第22話 フランケンシュタイン(メアリー・シェリー作)

書かせていただきます。


【簡単な作品紹介】

有名な、フランケンシュタインの怪物が出てくる話。ハロウィンの仮装で着る人は必ずいるし、映画にもなっているから、怪物の姿を知らない人はいないと思う。

けれど怪物の知名度ばかりが先行していて、物語そのものを読んだことのある人はあまりいないはずだ。

それは悲しいので、今回この場でご紹介。


【数行で読める、あらすじ】

ヴィクター・フランケンシュタインは、大学でヴァルトマン教授に出会って弟子になり、解剖学を研究する。

フランケンシュタインは、物体に生命を与える研究を行い、怪物を作り出したが、怪物は一人でに動き出して、そのまま失踪する。

その後、怪物はフランケンシュタインの弟のウィリアムを殺害。フランケンシュタインが動機を怪物に尋ねると、『復讐だ』と言う意味合いのことを話す。

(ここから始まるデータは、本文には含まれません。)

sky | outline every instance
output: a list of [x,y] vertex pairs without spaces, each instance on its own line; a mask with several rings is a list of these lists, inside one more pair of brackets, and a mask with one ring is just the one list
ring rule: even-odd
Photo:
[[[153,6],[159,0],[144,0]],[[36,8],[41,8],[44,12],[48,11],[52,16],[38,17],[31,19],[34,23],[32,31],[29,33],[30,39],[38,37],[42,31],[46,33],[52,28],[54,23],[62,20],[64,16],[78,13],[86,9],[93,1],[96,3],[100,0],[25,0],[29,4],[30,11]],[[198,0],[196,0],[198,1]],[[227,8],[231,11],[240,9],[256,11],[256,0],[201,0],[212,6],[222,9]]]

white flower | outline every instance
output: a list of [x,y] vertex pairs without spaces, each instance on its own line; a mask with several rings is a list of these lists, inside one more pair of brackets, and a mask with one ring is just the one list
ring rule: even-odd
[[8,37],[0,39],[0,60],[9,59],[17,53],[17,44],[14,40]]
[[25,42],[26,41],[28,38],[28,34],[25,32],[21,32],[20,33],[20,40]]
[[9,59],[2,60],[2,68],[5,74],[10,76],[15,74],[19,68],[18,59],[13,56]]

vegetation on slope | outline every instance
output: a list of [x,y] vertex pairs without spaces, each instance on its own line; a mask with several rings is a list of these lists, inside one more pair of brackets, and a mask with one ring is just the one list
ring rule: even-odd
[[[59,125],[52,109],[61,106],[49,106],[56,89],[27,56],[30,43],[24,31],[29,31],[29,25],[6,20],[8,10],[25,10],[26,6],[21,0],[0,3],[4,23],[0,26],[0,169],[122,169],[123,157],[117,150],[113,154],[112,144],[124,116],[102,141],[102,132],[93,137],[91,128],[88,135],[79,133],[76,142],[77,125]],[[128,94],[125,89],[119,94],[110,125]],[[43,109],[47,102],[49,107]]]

怪物は、自分のために伴侶の女を創造したら二度と姿は見せない、と言うので、フランケンシュタインは条件を飲む。

が、フランケンシュタインは約束を守らなかった。すると怪物は怒り、フランケンシュタインの妻であるエリザベスを殺す。

これを逆恨みしたフランケンシュタインは、怪物を殺すために復讐の旅に出るのだった。



【作品の特徴】

フランケンシュタインが語った話を、ロバートという人物が聞いて手紙に書いた、という形式の一人称。


作品のジャンルはホラーと言って良いけれど、怖さよりも悲劇性の方が強い作品かな。


作中に出てくる怪物は、けっこう理知的で話が通じる相手なので、そんなに怖くない。殺人を犯しているとはいえ、きちんと理由があるので、怪物に同情することはあっても、怒りや恐怖は湧かないと思う。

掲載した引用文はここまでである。